Re: Thoughts on the Agile Imposition
by eyepopslikeamosquito (Bishop) on Dec 12, 2010 at 00:41 UTC

    It doesn't cover production emergencies, high level features that *must* be implemented right away...
    Scrum works best when the team cannot be interrupted. If your organization does not have that luxury (i.e. if you don't have dedicated support teams to handle production emergencies), I suggest you abandon Scrum and switch to Kanban instead. The definitive Kanban reference is this Kanban book by David Anderson. FWIW, I've used both Scrum and Kanban and, like The BBC, much prefer Kanban.

Re: Thoughts on the Agile Imposition
by Anonymous Monk on Dec 11, 2010 at 23:44 UTC
    I have doubts any time ideal, burn-down, Post-It, scrums, imposition... appear on the same page.

    A little later I read there is a ScrumMaster and I no longer doubt the Masters of Disaster had something to do with it. Not MoD from the comic book, but the fictional cyberhacker gang from that #1 NY bestseller circa 1990 something ... and they're all masters of squatting weasel style kung fu

Re: Thoughts on the Agile Imposition
by sundialsvc4 (Abbot) on Dec 13, 2010 at 21:11 UTC

    One of the most interesting projects I ever did was for a city in Arizona ... refurbishing the database that they use to track routine projects like, say, the repaving of a section of city street.   First of all, you’ll be stunned to learn exactly how much those projects cost.   Second, you will also be stunned to be presented with a break-down list of projects (most of them subcontracted out) which might be several hundred line-items long.   All this, “just to repave a street.”

    Now, you might argue, “but everybody knows how to repave a street ... this is (tahh dahh!!) software development.”   And to this I would but reply, “horse-(!).”

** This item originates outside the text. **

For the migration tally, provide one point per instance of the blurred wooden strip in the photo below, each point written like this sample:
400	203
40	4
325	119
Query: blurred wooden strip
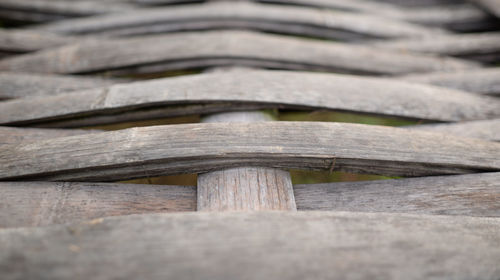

    By now, the world has witnessed hundreds of thousands of software development projects, both big and small.   We actually know very well how to design and execute them.   It is, or it should be, a robust and repeatable process.   Like putting in a new street where no street has gone before.

    We grant college degrees in “software engineering,” but that does not mean what “civil engineering” means, nor “mechanical engineering.”   There is no professional licensing and certification.   Perhaps this is part of the reason why so many things that we build, fall down.